I can no longer feel my arms, but I place her paw on the wall. One two three. Down down down, like she’s going somewhere. Maybe home.

My tears want to follow her. They chase her paw prints down down down, dropping into her fur at the end of my chin.

And at last, arms breaking, I lay her in snow. Her favorite element. Pink roses all around. The soft glow of candles encircling her, holding back the dark. And that last kiss, my lips burning, her head cold.

Still. Everything is so still. Twilight envelops us. And dark. And then all that remains is the silence. The quiet is a thick solid in an evaporating world.



The scratching of rough flippers on smooth skin brings me back. The world is liquid and movement. It fits in the palm of my hand. And it is paddling for home.

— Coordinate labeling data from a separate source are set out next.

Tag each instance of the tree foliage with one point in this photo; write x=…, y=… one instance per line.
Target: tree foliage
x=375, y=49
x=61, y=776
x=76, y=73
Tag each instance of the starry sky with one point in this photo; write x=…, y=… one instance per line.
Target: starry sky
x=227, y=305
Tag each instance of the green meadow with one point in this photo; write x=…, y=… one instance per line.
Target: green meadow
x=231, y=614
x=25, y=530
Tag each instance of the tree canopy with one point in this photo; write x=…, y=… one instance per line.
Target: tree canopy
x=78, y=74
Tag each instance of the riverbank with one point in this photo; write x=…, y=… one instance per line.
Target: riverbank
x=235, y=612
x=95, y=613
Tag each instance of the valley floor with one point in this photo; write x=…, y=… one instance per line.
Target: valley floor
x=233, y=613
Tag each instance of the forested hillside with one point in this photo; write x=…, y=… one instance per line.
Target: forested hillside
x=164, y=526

I want to keep this little beginning. To house her in a sink until we board a plane and somehow smuggle her into my life. I run through all the scenarios and sigh, lowering my hand into the water. All souls have their own destiny. And mine is to let go.

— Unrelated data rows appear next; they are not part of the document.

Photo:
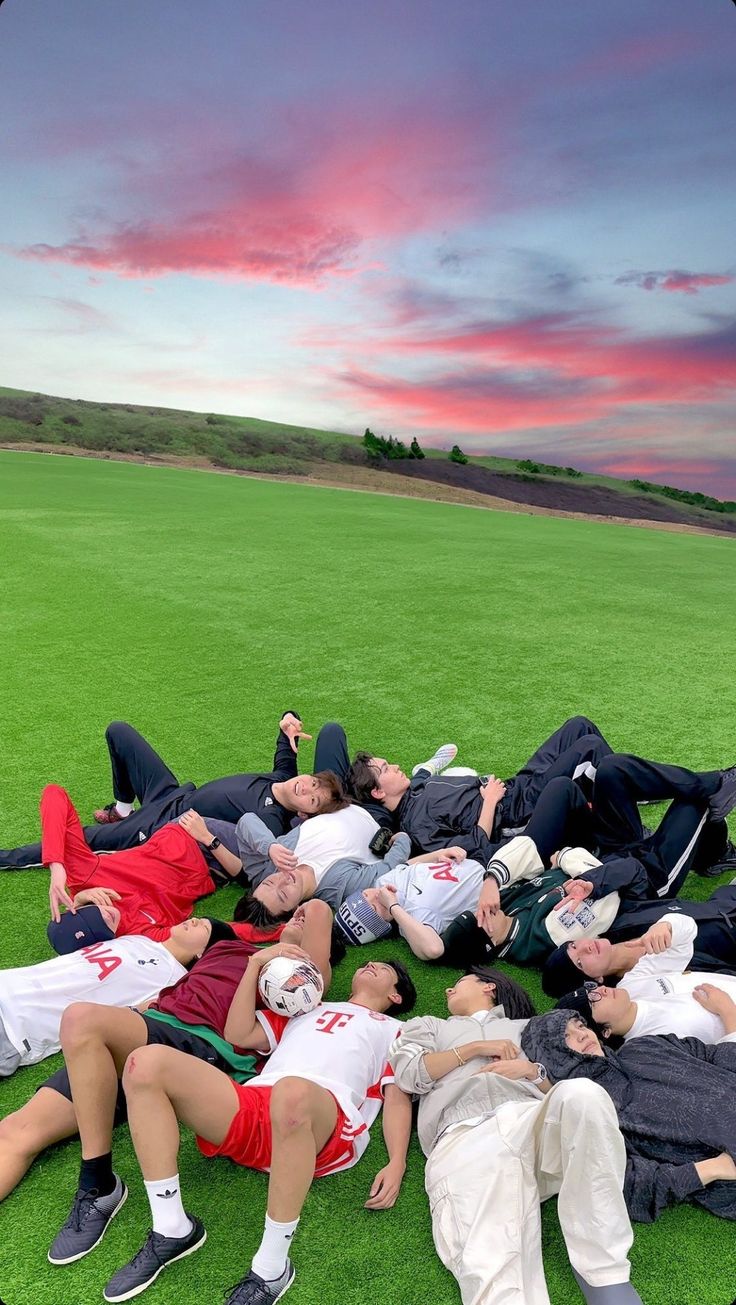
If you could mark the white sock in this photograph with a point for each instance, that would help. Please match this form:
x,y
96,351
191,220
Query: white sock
x,y
167,1212
270,1258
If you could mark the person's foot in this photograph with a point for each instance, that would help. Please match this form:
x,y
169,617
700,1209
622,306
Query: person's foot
x,y
724,798
154,1256
253,1291
107,814
86,1223
441,758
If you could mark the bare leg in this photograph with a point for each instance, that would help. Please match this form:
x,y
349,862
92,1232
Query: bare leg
x,y
163,1086
303,1119
48,1117
97,1042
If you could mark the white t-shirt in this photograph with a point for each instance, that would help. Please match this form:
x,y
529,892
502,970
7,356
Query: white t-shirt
x,y
325,839
123,972
663,992
436,891
342,1047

I place a kiss on her rubbery head. Wet and warm and alive. I whisper a blessing about long life and joy adventures, then sink my hand away. She’s paddling, already off, swimming toward a song only she can hear.

Something bumps against my ribs, as Silas whispers urgently,  “Look!” Two, three, four, twelve. Little dark shapes moving through darkening water. I pick up each one I can reach. Kiss their heads. Let them go. And now I am swimming with them, keeping pace as we move out, out, out ‘til my arms grow tired. Then I’m just watching them as they disappear, no longer distinguishable in the shifts of twilight.

I roll over onto my back and let the water hold me.

One day, one of them will outlive me. She will outgrow my pain, outweigh my sadness. She will swim and play and feed and come ashore to birth someone else’s hope.

But tonight, the world is liquid and I am floating in a sea of tiny miracles.




  1. Elaine Sonne says:

    Bless us all who have to part with those we love so much. My dream is that we will all meet again – alive and well and living in eternity. This quote from Falkner comforts me. I hope it does that for you too. “The past is never dead. It isn’t even past.”

  2. Jaime Jeffer says:

    A truly beautiful and moving tribute for a lovely little soul. Thank you for sharing this.